1. The plant’s vascular tissues—xylem and phloem—transport water to the leaves and carry glucose away from the leaves.

Anyone who cares for plants could probably tell you that pouring water directly onto the leaves isn’t the best idea. Plants absorb water from the soil, using their roots.

As you probably already know, water is necessary for photosynthesis, which primarily occurs in the plant’s leaves. You might wonder how the water gets from the roots into the leaves, and the answer is through the plant’s vascular system! Just like the veins and arteries that circulate blood throughout our bodies, the plant’s vascular tissues move water, nutrients, and the products of photosynthesis throughout the plant.

A plant’s vascular tissues move water, nutrients, and the products of photosynthesis throughout the plant.

When a plant’s roots absorb water and nutrients from the soil, these materials move up the stem and into the leaves through the xylem. Capillary action—which relies on liquid’s properties of cohesion, surface tension, and adhesion—is what allows water to “defy gravity” as it travels through the xylem and into the leaves.

Once photosynthesis has occurred, the produced sugars move through the phloem to other parts of the plant to be used in cellular respiration or stored for later.

2. Stomata, regulated by guard cells, allow gases to pass in and out of the leaf.

We may not be able to see them with the naked eye, but the leaves of plants contain tons of tiny holes, or pores, called stomata (sing. stoma). They play a central role in photosynthesis, allowing carbon dioxide to enter the leaf and oxygen to exit the leaf. The stomata also facilitate transpiration, the process by which water vapor is released through a plant’s leaves.

Stomata play a central role in photosynthesis, allowing carbon dioxide to enter the leaf and oxygen to exit the leaf.

The stomata can be opened and closed, depending on the turgor pressure—the pressure of a cell’s contents against the cell wall—in the two guard cells that border each stoma. High turgor pressure causes these cells to bend outward, opening the stomatal pore. Low turgor pressure, due to loss of water, keeps the stomatal pores closed.

3. Cells in the mesophyll of the leaf have numerous chloroplasts.

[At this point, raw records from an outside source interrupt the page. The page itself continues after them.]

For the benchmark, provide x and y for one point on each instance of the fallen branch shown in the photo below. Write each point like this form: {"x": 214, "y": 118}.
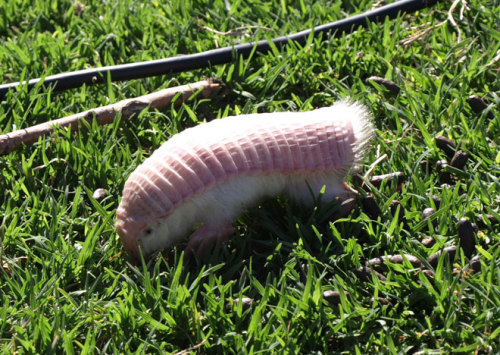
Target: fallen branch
{"x": 106, "y": 114}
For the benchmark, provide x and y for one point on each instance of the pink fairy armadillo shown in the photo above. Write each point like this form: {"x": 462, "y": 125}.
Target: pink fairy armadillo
{"x": 206, "y": 176}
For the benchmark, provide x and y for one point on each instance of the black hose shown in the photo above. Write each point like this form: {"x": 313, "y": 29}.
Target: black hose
{"x": 216, "y": 56}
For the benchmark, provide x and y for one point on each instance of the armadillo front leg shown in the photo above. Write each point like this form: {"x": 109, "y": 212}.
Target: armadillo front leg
{"x": 207, "y": 236}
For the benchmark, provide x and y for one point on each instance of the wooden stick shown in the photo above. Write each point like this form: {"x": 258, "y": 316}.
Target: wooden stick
{"x": 106, "y": 114}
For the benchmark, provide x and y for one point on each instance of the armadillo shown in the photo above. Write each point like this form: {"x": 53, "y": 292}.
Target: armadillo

In leaves, cells in the mesophyll (the tissue between the upper and lower epidermis) are uniquely suited to carry out photosynthesis on a large scale. This is due to their high concentration of chloroplasts, which are the sites of photosynthesis. More chloroplasts means more photosynthetic capability.

Certain types of plants (dicots and some net-veined monocots) have two different types of mesophyll tissue. Palisade mesophyll cells are densely packed together, whereas spongy mesophyll cells are arranged more loosely to allow gases to pass through them. Palisade mesophyll cells also have more chloroplasts than spongy mesophyll cells.

Palisade mesophyll cells are densely packed together, whereas spongy mesophyll cells are arranged more loosely to allow gases to pass through them.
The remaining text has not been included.